‘I always think of it as being like a song,” Michael Bochmann said of Schubert’s Trio in B flat major. “We’d be very pleased if you would make up your own words.” As Schubert only finished the first movement, there wasn’t much time to think up a storyline, but to me the Trio (Michael Bochmann, violin, Carol Allen, viola, and Nella Hunkins, cello) conjured up a picture of an autumn leaf floating down a stream, its progress dramatically delayed every now and then by a stone or boulder.

The Bochmanns were giving the first concert in Iffley Music Society’s new season. They were also christening a new performance space — a bright, stone-floored area created by removing some dark Victorian pews previously occupying the chancel. The change greatly enhances the architecture of this beautiful building.

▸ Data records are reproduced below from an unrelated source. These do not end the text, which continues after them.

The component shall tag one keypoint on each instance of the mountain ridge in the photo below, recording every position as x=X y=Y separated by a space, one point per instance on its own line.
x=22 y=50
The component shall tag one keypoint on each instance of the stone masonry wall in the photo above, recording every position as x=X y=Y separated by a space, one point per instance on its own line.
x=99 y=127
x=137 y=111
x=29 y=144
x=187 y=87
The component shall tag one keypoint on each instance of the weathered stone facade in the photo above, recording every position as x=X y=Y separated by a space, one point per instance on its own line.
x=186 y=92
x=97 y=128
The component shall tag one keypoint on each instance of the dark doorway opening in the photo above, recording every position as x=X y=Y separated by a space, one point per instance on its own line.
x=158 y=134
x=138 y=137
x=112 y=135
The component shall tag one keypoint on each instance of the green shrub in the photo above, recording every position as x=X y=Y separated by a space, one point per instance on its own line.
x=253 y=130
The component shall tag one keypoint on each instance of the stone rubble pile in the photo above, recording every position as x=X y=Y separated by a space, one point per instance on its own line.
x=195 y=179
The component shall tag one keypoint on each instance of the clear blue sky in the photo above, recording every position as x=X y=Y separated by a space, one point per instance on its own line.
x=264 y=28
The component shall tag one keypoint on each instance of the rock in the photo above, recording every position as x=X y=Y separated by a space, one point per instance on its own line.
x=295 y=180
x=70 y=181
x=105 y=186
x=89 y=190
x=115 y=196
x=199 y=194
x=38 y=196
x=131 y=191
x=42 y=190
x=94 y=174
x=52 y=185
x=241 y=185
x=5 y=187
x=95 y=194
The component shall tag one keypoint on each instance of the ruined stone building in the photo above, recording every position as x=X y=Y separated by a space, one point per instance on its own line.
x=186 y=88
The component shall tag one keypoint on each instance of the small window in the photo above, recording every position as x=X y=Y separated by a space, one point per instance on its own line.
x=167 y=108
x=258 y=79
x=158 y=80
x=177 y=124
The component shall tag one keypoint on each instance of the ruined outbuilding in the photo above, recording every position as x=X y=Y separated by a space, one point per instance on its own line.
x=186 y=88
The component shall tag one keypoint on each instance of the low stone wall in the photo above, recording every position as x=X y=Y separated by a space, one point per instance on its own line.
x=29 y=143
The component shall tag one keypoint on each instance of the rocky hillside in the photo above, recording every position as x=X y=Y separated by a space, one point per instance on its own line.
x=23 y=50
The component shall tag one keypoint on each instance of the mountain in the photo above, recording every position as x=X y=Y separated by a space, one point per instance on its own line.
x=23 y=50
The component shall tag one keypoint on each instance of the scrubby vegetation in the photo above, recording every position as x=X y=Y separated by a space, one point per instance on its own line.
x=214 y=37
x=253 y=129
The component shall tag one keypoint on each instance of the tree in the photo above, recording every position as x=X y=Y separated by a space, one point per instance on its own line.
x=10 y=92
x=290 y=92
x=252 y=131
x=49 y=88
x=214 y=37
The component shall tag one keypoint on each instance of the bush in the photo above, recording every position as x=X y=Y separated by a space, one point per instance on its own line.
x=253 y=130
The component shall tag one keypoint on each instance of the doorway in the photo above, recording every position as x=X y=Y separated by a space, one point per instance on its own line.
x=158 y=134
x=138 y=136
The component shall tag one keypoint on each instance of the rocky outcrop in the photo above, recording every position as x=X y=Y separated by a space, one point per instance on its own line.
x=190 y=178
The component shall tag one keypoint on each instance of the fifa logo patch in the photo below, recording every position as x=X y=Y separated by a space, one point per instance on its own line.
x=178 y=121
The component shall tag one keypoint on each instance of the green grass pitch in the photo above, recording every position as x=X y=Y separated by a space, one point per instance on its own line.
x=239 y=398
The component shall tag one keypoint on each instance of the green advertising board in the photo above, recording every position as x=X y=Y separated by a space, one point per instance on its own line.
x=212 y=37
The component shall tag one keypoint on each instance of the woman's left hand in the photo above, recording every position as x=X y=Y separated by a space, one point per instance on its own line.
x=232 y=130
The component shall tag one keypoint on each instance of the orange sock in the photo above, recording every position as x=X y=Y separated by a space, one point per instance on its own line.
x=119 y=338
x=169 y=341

New, too, to most of us was the second work played: Ernst von Dohnanyi’s Serenade, Op 10. During the course of a long life, von Dohnanyi only became famous for one work, Variations on a Nursery Song. Composed in 1900, when major musical developments were under way, the five-movement Serenade is founded in the Romantic style, but some steely playing from Bochmann’s violin in particular emphasised a more progressive influence in the Tema con Variazione: that of von Dohnanyi’s friend Bartók. In contrast, the wistful Romance was led by the viola, playing over gentle pizzicato accompaniment.

Although only together for a fairly short time, the Bochmanns have much individual experience under their belts, meaning that they have quickly reached a state of evident musical empathy. This was demonstrated to the full in Mozart’s magnificent Divertimento, K563. Closing your eyes, it was difficult to believe that only three players were involved, such were the depth and variety of sound colours achieved, with the players making light of the bravura demands of the final Rondo — sounding here remarkably like Papageno’s jaunty opening aria in The Magic Flute.